Mission de collecte de données carbone dans les mangroves du Congo : consolider le dispositif du SYNA-MNV

Dans le cadre de l’opérationnalisation de son Système National de Mesure, Notification et Vérification (SYNA-MNV) des émissions de gaz à effet de serre du secteur « Forêt, Agriculture et autres Affectation des Terres, la République du Congo a réalisé une mission inédite visant à quantifier les stocks de carbone contenus dans les forêts de mangrove de son littoral. Cette initiative, conduite par le Ministère de l’Économie Forestière en partenariat avec la FAO et financée par l’Initiative pour les Forêts d’Afrique Centrale (CAFI), s’inscrit dans la stratégie nationale de consolidation du SYNA-MNV, en approfondissant la connaissance des écosystèmes à fort potentiel carbone tels que les mangroves. Elle vient compléter et renforcer les bases scientifiques mobilisées dans le cadre du NERF soumis à la CCNUCC en 2024, tout en préparant l’intégration progressive de ces écosystèmes dans les futurs cycles de suivi et de valorisation climatique.

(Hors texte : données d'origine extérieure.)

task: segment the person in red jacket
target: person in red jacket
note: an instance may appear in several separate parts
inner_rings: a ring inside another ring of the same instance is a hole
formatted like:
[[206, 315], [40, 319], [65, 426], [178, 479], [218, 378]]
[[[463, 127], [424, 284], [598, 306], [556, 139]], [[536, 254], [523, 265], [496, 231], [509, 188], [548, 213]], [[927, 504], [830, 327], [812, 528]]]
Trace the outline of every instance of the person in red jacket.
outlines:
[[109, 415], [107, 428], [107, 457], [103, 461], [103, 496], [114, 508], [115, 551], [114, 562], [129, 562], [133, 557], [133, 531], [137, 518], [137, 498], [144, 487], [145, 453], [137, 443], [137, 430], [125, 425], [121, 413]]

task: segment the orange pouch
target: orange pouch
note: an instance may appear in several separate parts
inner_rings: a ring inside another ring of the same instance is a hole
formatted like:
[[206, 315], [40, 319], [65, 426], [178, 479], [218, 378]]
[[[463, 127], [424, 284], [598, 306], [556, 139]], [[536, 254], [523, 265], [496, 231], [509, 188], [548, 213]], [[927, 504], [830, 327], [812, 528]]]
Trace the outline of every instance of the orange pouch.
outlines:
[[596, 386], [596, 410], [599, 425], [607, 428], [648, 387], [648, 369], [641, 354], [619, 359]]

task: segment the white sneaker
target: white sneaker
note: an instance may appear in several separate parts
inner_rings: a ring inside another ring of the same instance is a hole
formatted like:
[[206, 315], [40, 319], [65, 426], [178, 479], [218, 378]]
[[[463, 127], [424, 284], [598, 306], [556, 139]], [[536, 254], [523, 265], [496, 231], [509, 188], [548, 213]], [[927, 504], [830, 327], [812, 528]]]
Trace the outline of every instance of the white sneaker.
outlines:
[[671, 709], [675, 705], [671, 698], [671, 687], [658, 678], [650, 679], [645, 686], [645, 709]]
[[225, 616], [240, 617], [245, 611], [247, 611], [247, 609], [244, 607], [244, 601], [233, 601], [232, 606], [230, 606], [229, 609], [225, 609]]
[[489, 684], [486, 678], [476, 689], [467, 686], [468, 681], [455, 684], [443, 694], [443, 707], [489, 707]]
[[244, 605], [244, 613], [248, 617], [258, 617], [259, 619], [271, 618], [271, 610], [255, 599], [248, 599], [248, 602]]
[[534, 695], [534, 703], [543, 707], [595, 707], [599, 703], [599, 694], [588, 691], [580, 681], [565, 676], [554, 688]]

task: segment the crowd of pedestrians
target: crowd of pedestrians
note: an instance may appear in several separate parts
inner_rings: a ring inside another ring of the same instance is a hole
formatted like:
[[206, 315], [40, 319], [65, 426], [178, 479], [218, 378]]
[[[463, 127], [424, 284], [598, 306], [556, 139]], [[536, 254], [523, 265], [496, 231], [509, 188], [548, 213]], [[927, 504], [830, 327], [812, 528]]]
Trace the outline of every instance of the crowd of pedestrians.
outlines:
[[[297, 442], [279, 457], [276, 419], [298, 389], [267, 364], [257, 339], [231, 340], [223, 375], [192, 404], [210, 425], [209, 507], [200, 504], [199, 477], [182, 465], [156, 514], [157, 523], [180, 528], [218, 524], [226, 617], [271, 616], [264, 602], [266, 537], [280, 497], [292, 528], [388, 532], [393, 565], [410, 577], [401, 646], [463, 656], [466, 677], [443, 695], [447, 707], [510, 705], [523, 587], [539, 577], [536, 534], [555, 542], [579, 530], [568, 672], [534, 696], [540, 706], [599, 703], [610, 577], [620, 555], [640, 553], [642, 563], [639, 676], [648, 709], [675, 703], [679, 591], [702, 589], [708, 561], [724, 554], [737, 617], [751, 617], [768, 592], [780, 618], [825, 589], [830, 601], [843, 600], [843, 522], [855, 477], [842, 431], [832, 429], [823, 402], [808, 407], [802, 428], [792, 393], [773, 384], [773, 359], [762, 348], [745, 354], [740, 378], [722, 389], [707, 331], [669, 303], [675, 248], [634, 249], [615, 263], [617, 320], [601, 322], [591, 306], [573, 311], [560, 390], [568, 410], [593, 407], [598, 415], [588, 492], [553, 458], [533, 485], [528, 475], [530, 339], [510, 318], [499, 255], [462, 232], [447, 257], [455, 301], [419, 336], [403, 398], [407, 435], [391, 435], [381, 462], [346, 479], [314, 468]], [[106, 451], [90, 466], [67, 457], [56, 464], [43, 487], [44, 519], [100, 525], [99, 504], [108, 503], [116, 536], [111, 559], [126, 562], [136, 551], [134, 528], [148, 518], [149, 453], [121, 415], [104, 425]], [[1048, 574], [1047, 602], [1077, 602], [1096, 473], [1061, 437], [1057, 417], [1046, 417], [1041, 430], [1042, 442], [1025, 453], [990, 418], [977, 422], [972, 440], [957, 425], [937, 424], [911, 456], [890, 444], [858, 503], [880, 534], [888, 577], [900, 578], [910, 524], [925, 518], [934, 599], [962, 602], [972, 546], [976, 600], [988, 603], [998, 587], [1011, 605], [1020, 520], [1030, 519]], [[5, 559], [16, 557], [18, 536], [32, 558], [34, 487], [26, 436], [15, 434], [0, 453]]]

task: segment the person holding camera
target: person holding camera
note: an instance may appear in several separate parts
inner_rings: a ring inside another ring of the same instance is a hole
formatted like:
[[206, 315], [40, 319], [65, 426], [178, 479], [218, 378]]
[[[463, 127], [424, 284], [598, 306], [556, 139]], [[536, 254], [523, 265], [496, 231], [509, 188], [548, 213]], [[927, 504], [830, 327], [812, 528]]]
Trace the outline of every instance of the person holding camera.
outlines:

En effet, les mangroves, bien que représentant une superficie limitée sur le territoire national, constituent des réservoirs de carbone exceptionnels et jouent un rôle crucial dans la protection du littoral et la biodiversité marine. Jusqu’à présent, l’Inventaire Forestier National (IFN) réalisé entre 2009 et 2014 n’avait pas pu intégrer ces écosystèmes spécifiques, créant ainsi un angle mort dans l’évaluation nationale des émissions de gaz à effet de serre. Cette mission a permis de remédier à cette situation en collectant, pour la première fois, des données complètes sur le carbone stocké dans les arbres vivants et morts, le sol et la litière des mangroves congolaises.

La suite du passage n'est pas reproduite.